For institutions that license images to publishers, travel platforms and media organisations, duplicate records carry a direct financial cost. A single photograph appearing under four separate catalogue identifiers means four separate rights queries, four rounds of metadata verification, and — in the worst cases — conflicting licensing terms applied to what is legally one asset. The city's revised tourist tax, which now applies to cruise passengers docking at the Port de Barcelona and generates revenue earmarked partly for cultural infrastructure, makes investment in these back-end systems politically easier to justify than it was two years ago.

What Happens Next for Users and Institutions

Barcelona Activa has indicated it intends to publish a procurement framework by September 2026 for a city-wide image deduplication service that all municipal bodies could access under a shared contract. That would bring the Arxiu Fotogràfic, the Consorci de Biblioteques and smaller departmental archives under a single technical standard for the first time.

For freelance photographers, journalism organisations and small media companies that regularly license images from municipal collections, the practical advice from archivists this week is straightforward: hold off on bulk downloads from the Arxiu Fotogràfic's online portal until the new catalogue goes live, expected in the fourth quarter of 2026. The current catalogue will remain accessible, but a significant number of entries are likely to be merged or removed once deduplication is complete.

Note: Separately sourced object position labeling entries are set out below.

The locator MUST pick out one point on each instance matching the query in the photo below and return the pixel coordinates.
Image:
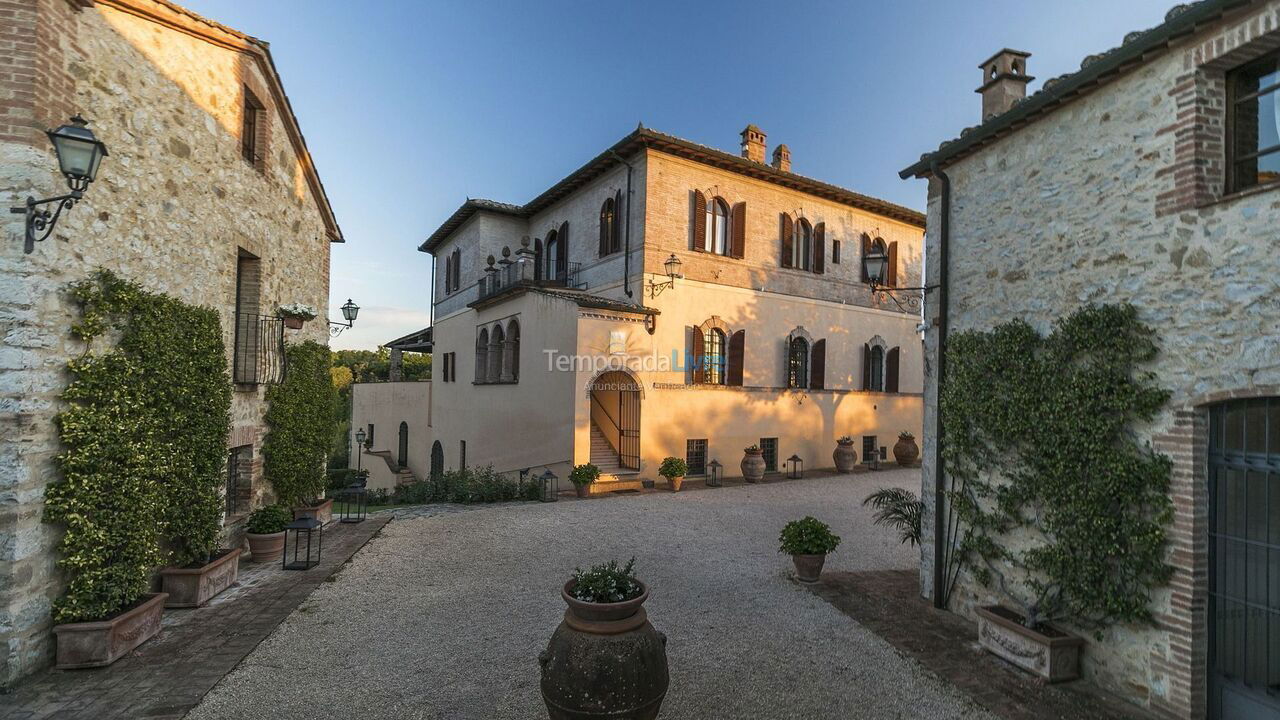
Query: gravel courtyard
(444, 616)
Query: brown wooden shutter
(696, 356)
(818, 365)
(699, 220)
(787, 229)
(739, 231)
(867, 367)
(819, 247)
(736, 349)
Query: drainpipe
(940, 529)
(626, 242)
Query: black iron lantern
(551, 486)
(714, 474)
(795, 466)
(307, 537)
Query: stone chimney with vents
(782, 158)
(753, 144)
(1004, 82)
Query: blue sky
(411, 106)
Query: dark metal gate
(1244, 560)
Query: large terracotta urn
(604, 661)
(845, 456)
(753, 465)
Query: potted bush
(808, 541)
(845, 455)
(606, 660)
(295, 314)
(675, 470)
(753, 464)
(583, 477)
(905, 451)
(265, 532)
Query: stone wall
(1093, 204)
(173, 208)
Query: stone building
(1147, 177)
(209, 195)
(563, 331)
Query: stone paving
(169, 674)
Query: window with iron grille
(769, 445)
(695, 456)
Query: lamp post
(80, 153)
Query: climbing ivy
(300, 424)
(1063, 506)
(144, 436)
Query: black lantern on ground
(795, 468)
(80, 154)
(307, 537)
(551, 486)
(714, 474)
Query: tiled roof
(1138, 48)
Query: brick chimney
(782, 158)
(1004, 81)
(753, 144)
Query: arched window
(798, 363)
(717, 227)
(481, 355)
(713, 356)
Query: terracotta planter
(1050, 652)
(323, 511)
(753, 465)
(845, 456)
(905, 451)
(94, 645)
(808, 566)
(269, 546)
(192, 587)
(604, 661)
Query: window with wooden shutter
(699, 220)
(739, 224)
(787, 229)
(891, 361)
(819, 247)
(736, 350)
(818, 365)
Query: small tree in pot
(808, 541)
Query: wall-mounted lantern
(80, 153)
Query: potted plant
(583, 477)
(753, 464)
(845, 455)
(675, 470)
(265, 532)
(606, 660)
(808, 541)
(905, 451)
(295, 314)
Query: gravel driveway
(444, 616)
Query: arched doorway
(616, 422)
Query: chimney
(753, 144)
(1004, 81)
(782, 158)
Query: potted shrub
(753, 464)
(675, 470)
(265, 532)
(905, 451)
(808, 541)
(606, 660)
(295, 314)
(845, 455)
(583, 477)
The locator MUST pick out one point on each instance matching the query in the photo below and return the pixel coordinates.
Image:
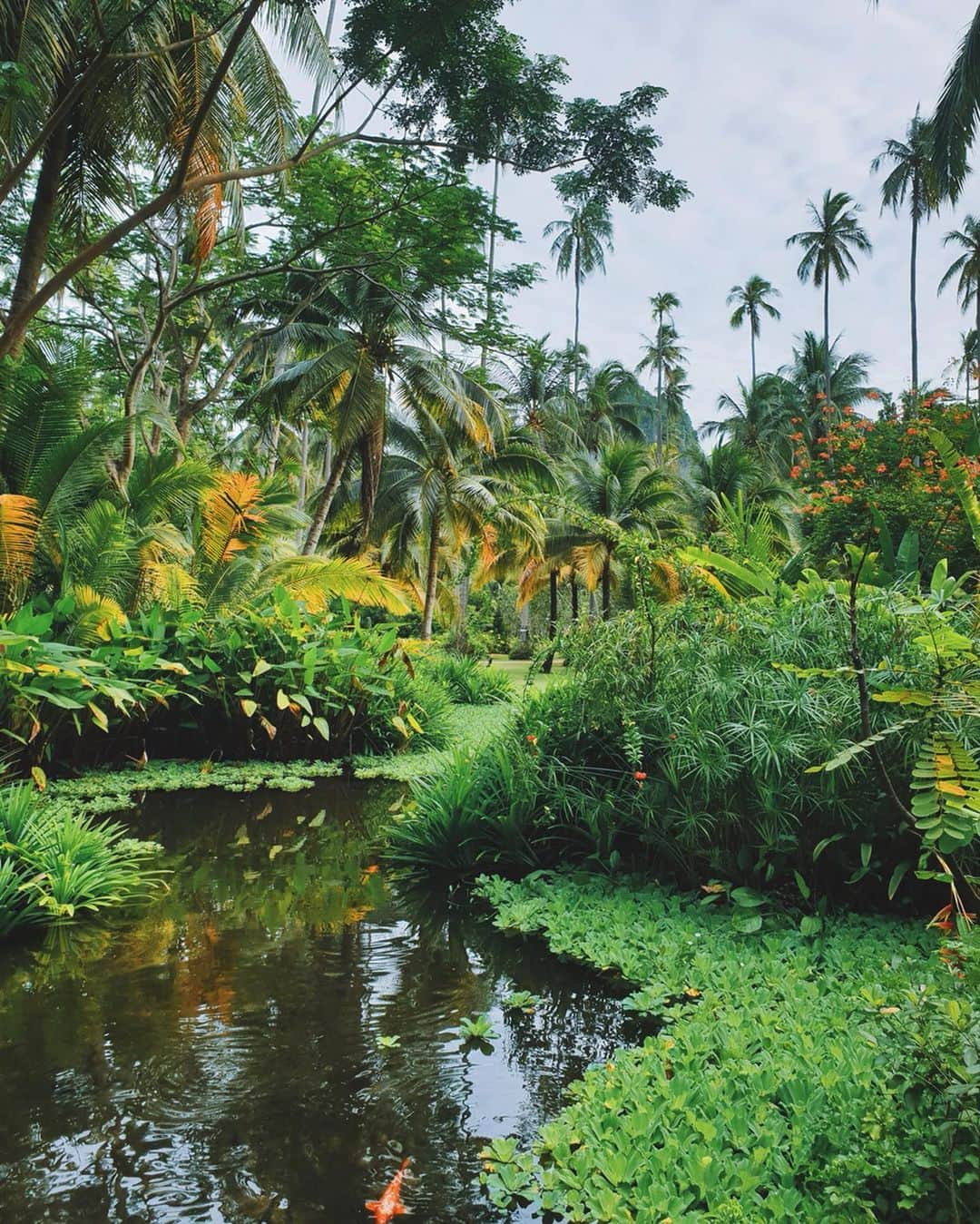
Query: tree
(760, 420)
(662, 351)
(913, 178)
(439, 487)
(751, 301)
(613, 491)
(459, 83)
(828, 249)
(965, 269)
(582, 240)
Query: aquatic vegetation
(58, 865)
(786, 1081)
(477, 1031)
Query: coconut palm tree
(828, 250)
(913, 178)
(808, 372)
(965, 269)
(759, 420)
(582, 240)
(663, 351)
(610, 492)
(439, 490)
(662, 308)
(751, 302)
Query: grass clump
(793, 1079)
(58, 865)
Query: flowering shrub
(887, 464)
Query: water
(217, 1058)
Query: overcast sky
(769, 103)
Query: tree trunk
(913, 308)
(324, 501)
(372, 451)
(578, 298)
(552, 618)
(432, 572)
(828, 360)
(34, 249)
(491, 261)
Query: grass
(518, 670)
(786, 1081)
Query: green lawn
(518, 669)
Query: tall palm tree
(617, 490)
(808, 372)
(759, 420)
(582, 240)
(965, 269)
(663, 351)
(662, 308)
(828, 249)
(442, 490)
(913, 178)
(751, 301)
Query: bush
(687, 754)
(470, 681)
(787, 1080)
(270, 683)
(56, 865)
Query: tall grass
(56, 866)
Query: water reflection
(218, 1060)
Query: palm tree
(361, 362)
(759, 420)
(966, 267)
(828, 249)
(751, 301)
(582, 240)
(439, 490)
(913, 178)
(613, 491)
(663, 351)
(662, 308)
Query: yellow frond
(18, 536)
(230, 511)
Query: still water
(218, 1059)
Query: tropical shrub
(273, 681)
(469, 680)
(792, 1077)
(677, 747)
(58, 865)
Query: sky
(769, 103)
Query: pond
(218, 1056)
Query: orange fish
(389, 1205)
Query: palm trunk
(431, 575)
(324, 501)
(491, 261)
(37, 239)
(578, 298)
(828, 358)
(913, 306)
(552, 618)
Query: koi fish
(389, 1205)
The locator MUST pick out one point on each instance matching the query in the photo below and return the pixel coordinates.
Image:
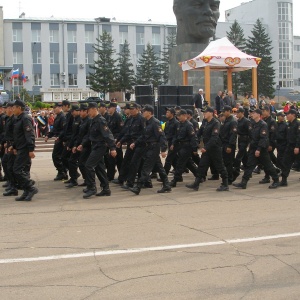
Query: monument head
(196, 20)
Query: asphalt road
(241, 244)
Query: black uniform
(99, 137)
(57, 131)
(293, 141)
(170, 133)
(24, 142)
(115, 125)
(282, 131)
(73, 159)
(132, 158)
(244, 128)
(185, 143)
(228, 135)
(259, 142)
(213, 155)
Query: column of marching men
(89, 139)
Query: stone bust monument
(196, 20)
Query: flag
(23, 77)
(14, 74)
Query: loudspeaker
(143, 100)
(169, 101)
(185, 100)
(142, 90)
(185, 90)
(167, 90)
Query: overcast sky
(125, 10)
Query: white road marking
(149, 249)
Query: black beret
(209, 109)
(182, 112)
(292, 112)
(83, 106)
(92, 105)
(19, 103)
(148, 108)
(171, 110)
(227, 108)
(66, 102)
(112, 104)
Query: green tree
(165, 60)
(125, 72)
(148, 68)
(237, 38)
(103, 79)
(259, 45)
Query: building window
(155, 38)
(54, 79)
(53, 38)
(89, 37)
(72, 36)
(72, 58)
(140, 38)
(17, 35)
(285, 50)
(72, 79)
(285, 11)
(37, 79)
(18, 57)
(89, 58)
(36, 58)
(36, 36)
(54, 58)
(123, 36)
(87, 80)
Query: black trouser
(241, 156)
(56, 157)
(73, 165)
(112, 162)
(280, 154)
(135, 164)
(95, 164)
(212, 157)
(65, 156)
(20, 169)
(263, 159)
(123, 173)
(288, 159)
(184, 154)
(84, 155)
(152, 162)
(228, 159)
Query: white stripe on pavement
(149, 249)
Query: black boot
(283, 181)
(12, 192)
(89, 192)
(224, 186)
(242, 184)
(275, 184)
(104, 192)
(194, 186)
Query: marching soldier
(258, 152)
(23, 145)
(99, 137)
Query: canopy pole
(254, 82)
(207, 83)
(185, 78)
(229, 80)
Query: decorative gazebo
(221, 55)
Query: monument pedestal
(196, 78)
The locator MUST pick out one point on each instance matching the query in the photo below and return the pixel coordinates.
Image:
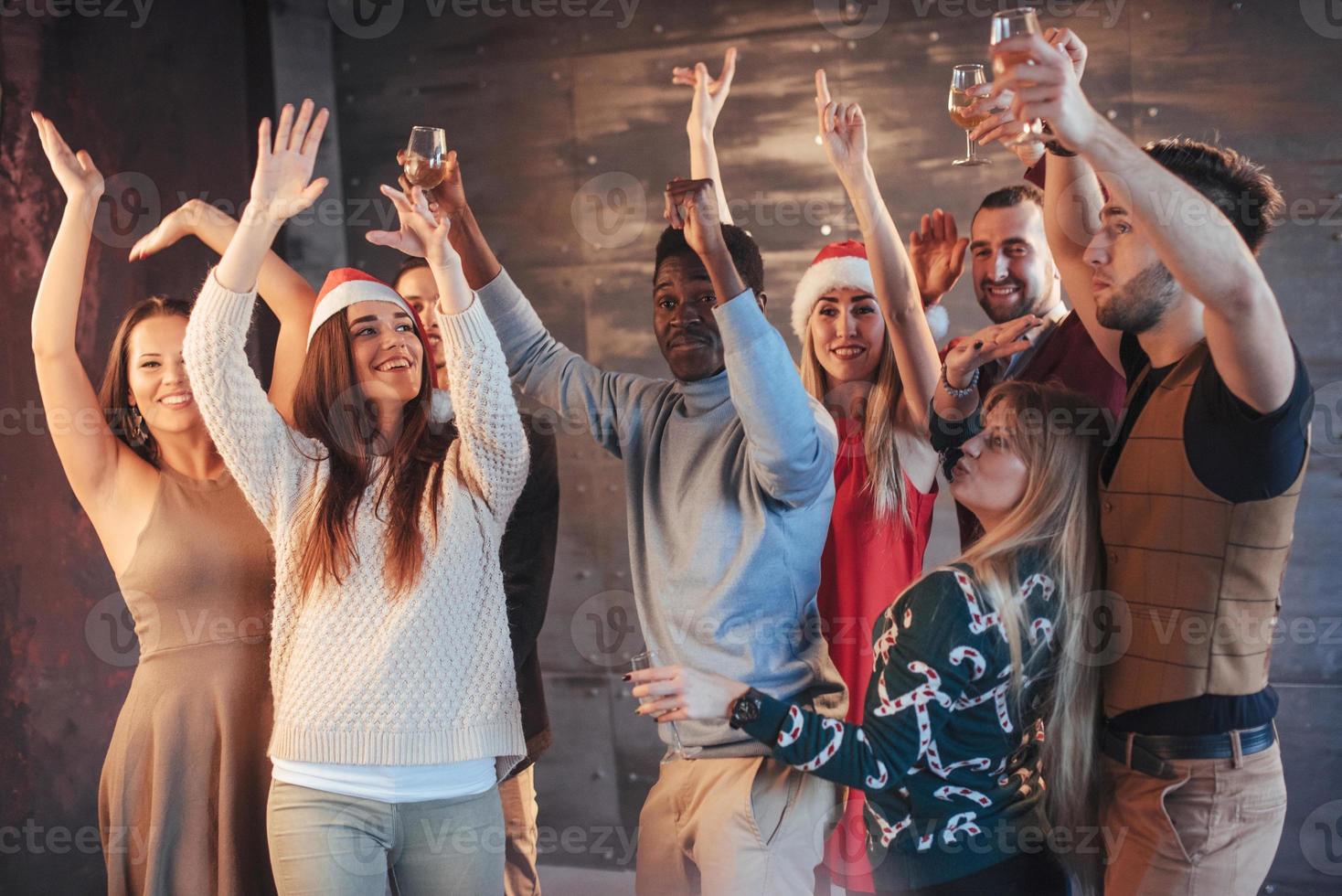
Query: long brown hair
(330, 407)
(885, 474)
(114, 392)
(1058, 520)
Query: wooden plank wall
(568, 128)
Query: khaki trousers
(734, 827)
(1210, 832)
(519, 812)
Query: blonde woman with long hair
(974, 663)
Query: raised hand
(178, 223)
(710, 94)
(1049, 91)
(281, 186)
(843, 129)
(421, 232)
(937, 254)
(449, 197)
(992, 342)
(691, 206)
(75, 172)
(1067, 42)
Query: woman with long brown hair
(396, 706)
(975, 663)
(181, 801)
(868, 355)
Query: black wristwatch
(746, 709)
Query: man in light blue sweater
(729, 482)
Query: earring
(137, 431)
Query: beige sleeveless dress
(181, 804)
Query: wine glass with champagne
(426, 157)
(1011, 23)
(963, 111)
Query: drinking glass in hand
(1012, 23)
(644, 660)
(961, 80)
(426, 157)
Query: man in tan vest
(1198, 491)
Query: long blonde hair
(885, 474)
(1058, 519)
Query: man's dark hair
(745, 254)
(1241, 188)
(1012, 196)
(410, 263)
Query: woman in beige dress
(181, 801)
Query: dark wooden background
(568, 128)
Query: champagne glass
(1011, 23)
(961, 80)
(645, 660)
(426, 157)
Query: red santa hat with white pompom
(344, 287)
(845, 266)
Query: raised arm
(93, 458)
(1192, 238)
(247, 430)
(542, 367)
(845, 132)
(287, 294)
(708, 98)
(493, 445)
(791, 439)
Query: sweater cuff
(466, 327)
(741, 321)
(501, 293)
(765, 727)
(229, 309)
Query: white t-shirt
(390, 784)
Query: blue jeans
(336, 845)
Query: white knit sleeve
(494, 453)
(252, 439)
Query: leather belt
(1152, 754)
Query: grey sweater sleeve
(791, 437)
(547, 370)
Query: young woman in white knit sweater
(396, 709)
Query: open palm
(75, 172)
(710, 94)
(281, 187)
(843, 128)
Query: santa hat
(845, 266)
(344, 287)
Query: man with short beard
(1198, 493)
(729, 487)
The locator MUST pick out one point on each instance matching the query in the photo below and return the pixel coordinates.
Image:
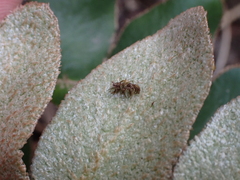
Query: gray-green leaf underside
(29, 66)
(98, 135)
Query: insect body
(125, 87)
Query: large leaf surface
(98, 135)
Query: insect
(124, 87)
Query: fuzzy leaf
(98, 135)
(215, 153)
(29, 66)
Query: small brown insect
(125, 87)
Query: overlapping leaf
(29, 62)
(100, 135)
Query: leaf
(160, 15)
(86, 30)
(98, 135)
(215, 153)
(223, 90)
(29, 66)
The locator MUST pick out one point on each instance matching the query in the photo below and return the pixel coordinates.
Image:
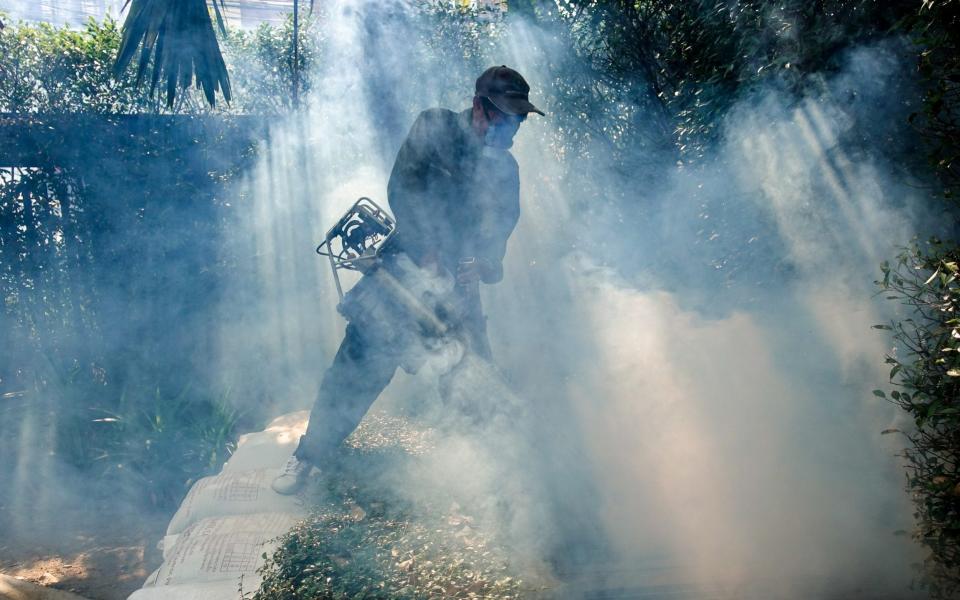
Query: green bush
(925, 371)
(51, 69)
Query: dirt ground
(106, 562)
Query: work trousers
(361, 369)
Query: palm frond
(178, 37)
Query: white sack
(242, 493)
(221, 590)
(262, 450)
(222, 548)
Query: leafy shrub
(926, 374)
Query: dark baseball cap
(507, 89)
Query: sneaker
(292, 476)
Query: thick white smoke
(679, 433)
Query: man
(455, 192)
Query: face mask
(500, 135)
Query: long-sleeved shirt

The 22@ district's visual-tech cluster, which has grown substantially since the neighbourhood's post-industrial rezoning, is positioning the Barcelona pilot as a template it hopes to sell to other European municipal archives facing the same sprawl. Madrid's Archivo Regional de la Comunidad has been dealing with a comparable backlog, and conversations between the two cities' cultural data teams are ongoing, though no formal agreement has been signed.

The audit's final report is expected to land on Collboni's desk before the end of July.